Robert Henri was born in Cincinnati, Ohio in 1865. He studied art at the Pennsylvania Academy and at the Ecole des Beaux Arts in Paris. After returning to Philadelphia in 1891 he taught at the Women's School of Design.
A strong admirer of the work of Thomas Eakins, Henri was an advocate of realism in art. He later recalled: "Thomas Eakins was a man of great character. He was a man of iron will and his will to paint and to carry out his life as he thought it should go. This he did. It cost him heavily but in his works we have the precious result of his independence, his generous heart and his big mind. Eakins was a deep student of life, and with a great love he studied humanity frankly. He was not afraid of what his study revealed to him. In the matter of ways and means of expression, the science of technique, he studied most profoundly, as only a great master would have the will to study. His vision was not touched by fashion. He struggled to apprehend the constructive force in nature and to employ in his works the principles found. His quality was honesty. Integrity is the word which seems best to fit him. Personally I consider him the greatest portrait painter America has produced."
Eventually Henri became the leader of a movement that Art Young described as the Ash Can School. Henri taught his students that the artist's work should be "a social force that creates a stir in the world". Henri also urged artists to use the "rich subject-matter provided by modern urban life". Artists influenced by Henri's ideas included John Sloan, George Bellows, George Luks, Denys Wortman, Rockwell Kent and Edward Hopper.
In 1898 Henri began teaching at the New York School of Art. After an exhibition in 1904 one art critic noted: "Mr. Henri always has shown a desire to paint the truth. The quality in a portrait painter is likely to react to his disadvantage. When society folk have their faces and figures preserved on canvas they have a strong desire to look pretty, and a man who seeks only to perpetuate the truth is likely to be out of favour with the moneyed ones."
One of his students, Stuart Davis, later explained: "He (Henri) would talk about the paintings we brought in for three of four hours, and in the process of talking about those pictures he would criticise them not from the standpoint of some pre-established norm of excellence, but in relation to his own ideas. He'd talk about his own interests while he was talking about the painting and in the way, since he had more experience, more purposeful experience with culture in general than the crew of youths who were there, his discussions were very educational affairs."

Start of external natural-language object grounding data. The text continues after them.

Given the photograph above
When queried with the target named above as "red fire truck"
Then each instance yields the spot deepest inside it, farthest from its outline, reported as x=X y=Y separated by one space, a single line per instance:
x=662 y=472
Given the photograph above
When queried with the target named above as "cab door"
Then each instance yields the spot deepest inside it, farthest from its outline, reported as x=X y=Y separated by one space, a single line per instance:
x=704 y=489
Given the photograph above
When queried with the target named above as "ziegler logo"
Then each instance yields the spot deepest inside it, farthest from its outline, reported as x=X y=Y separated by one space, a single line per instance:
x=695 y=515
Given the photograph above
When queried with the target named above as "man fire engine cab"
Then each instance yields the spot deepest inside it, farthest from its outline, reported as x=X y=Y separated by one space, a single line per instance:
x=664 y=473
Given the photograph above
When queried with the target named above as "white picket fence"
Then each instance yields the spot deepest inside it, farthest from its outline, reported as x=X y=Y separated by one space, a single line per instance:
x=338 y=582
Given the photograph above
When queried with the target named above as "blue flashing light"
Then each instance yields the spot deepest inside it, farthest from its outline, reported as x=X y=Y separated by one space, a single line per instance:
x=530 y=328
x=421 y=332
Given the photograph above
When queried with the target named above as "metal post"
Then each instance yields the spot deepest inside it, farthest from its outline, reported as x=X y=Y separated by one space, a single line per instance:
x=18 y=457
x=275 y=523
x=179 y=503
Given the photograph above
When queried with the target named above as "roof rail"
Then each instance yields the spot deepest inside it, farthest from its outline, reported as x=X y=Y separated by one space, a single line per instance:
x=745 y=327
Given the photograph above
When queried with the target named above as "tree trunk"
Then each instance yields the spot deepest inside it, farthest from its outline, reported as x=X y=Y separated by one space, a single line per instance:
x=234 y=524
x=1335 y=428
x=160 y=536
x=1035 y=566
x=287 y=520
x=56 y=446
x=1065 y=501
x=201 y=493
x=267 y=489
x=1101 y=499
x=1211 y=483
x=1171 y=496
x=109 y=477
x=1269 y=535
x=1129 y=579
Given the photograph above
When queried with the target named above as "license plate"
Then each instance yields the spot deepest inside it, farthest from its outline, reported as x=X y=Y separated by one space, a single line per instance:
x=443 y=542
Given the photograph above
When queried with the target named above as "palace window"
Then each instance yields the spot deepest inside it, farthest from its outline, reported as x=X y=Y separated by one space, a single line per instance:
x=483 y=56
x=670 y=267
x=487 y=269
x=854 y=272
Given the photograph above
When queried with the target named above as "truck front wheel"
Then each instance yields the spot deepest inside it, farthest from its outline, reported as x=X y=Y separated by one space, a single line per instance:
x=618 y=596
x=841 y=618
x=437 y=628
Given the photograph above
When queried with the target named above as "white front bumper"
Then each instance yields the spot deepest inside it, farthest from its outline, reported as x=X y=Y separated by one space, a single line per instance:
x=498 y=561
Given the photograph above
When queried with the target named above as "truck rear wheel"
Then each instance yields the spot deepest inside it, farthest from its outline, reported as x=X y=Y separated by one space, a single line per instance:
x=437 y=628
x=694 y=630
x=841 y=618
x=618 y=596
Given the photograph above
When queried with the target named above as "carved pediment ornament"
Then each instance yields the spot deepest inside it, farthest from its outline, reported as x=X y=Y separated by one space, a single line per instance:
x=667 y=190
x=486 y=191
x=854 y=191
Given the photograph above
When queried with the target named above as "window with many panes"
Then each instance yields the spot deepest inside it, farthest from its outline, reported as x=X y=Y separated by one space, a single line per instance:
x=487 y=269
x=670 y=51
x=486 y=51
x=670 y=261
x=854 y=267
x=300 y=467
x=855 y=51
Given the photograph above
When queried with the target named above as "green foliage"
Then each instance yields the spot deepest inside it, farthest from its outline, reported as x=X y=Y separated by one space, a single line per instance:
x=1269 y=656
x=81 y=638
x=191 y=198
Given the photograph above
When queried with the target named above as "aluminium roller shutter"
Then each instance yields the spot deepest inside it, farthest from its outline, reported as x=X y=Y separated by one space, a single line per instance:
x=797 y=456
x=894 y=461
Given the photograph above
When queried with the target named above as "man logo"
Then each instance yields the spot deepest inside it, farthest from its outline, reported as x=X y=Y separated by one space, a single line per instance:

When the National Academy in 1907 failed to recognize the importance of Henri and his followers he mounted his own exhibition under the title, The Eight. Henri argued: "The revolutionary parties that break away from old institutions, from dead organizations are always headed by men with a vision of order, with men who realize that there must be a balance in life, so much of what is good for each man, so much to test the sinews of his soul, so much to stimulate his joy."